KİT’ler iktisadi bunalım gibi zorlayıcı koşullar altında, ulusal savunma ve iktisadi gelişmeyi destekleme nedenleriyle ortaya çıkmaktadır. Ayrıca, özel kesimin boyutlarını aşan ya da ilgi göstermediği alanlarda da KİT’ler faaliyet göstermektedir (Saybaşılı, 1986: 63–64).

Başlangıçta belirtildiği gibi, Kamu İktisadi Teşebbüsleri (KİT’ler) Cumhuriyetin ilk yıllarında sanayi planları çerçevesinde ülke sanayileşmesinde önemli rol oynamıştır. KİT’leri ortak bir hukuki düzenleme altında toplayan ilk kanun, 1938 yılında çıkartılan 3460 sayılı “Sermayesinin Tamamı Devlet Tarafından Verilmek Suretiyle Kurulan İktisadi Teşekküllerin Teşkilatıyla İdare ve Murakabeleri Hakkında Kanun” dur. 1940 yılında çıkarılan 3680 sayılı “Milli Koruma Kanunu” ile Bakanlar Kuruluna KİT kurma yetkisi verilmiştir.

İkinci Dünya Savaşından sonra yaşanan ekonomik sıkıntılar nedeniyle kamu sektörünün büyüklüğü eleştiri konusu olmuş ve özel sektörün gelişmesini engellediği öne sürülmüştür. 1948 yılında ekonominin durumunu incelemek üzere davet edilen Dünya Bankası, 1950 yılında yayınladığı raporda özel sektörün rolünün genişlemesini, iktisadi devlet teşekküllerinde verimliliğin artırılmasını tavsiye etmiştir (Aysan, 2001: 32). Demokrat Partinin iktidarda olduğu 1950–1960 yılları arasında, devletin ekonomiye müdahalesinin azaltılması ve özel girişimin teşvik edilmesi doğrultusunda İktisadi Devlet Teşekküllerinin özelleştirilmeleri düşünülmesine rağmen bu kuruluşların üretimi ve katma değeri reel olarak iki katına çıkmıştır (Yenal, 1999: 151).

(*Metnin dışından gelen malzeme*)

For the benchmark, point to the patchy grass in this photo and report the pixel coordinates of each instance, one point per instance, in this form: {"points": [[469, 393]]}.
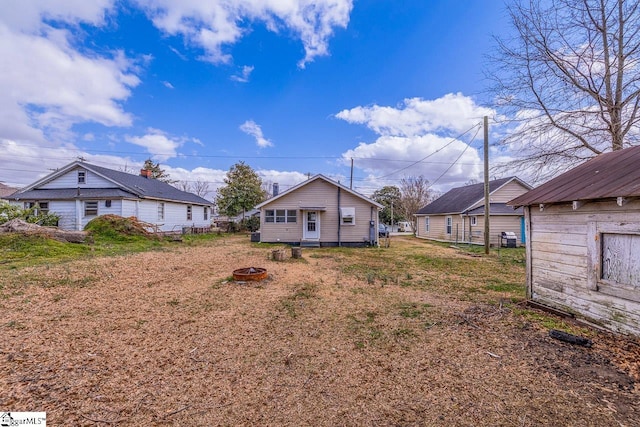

İlk kuruluşlarında İktisadi Devlet Teşekkülleri olarak adlandırılan bu kurumlar, ilk kez 1961 Anayasasında Sayıştayın görevlerini düzenleyen 127. maddenin son fıkrasında “Kamu İktisadi Teşebbüslerinin Türkiye Büyük Millet Meclisince denetlenmesi kanunla düzenlenir” hükmüyle Kamu İktisadi Teşebbüsü olarak anılmışlardır. 1982 Anayasasının 161. ve “Kamu İktisadi Teşebbüslerinin Denetimi” başlığı altındaki 165. maddelerinde de Kamu İktisadi Teşebbüsleri ifadesi kullanılmaktadır.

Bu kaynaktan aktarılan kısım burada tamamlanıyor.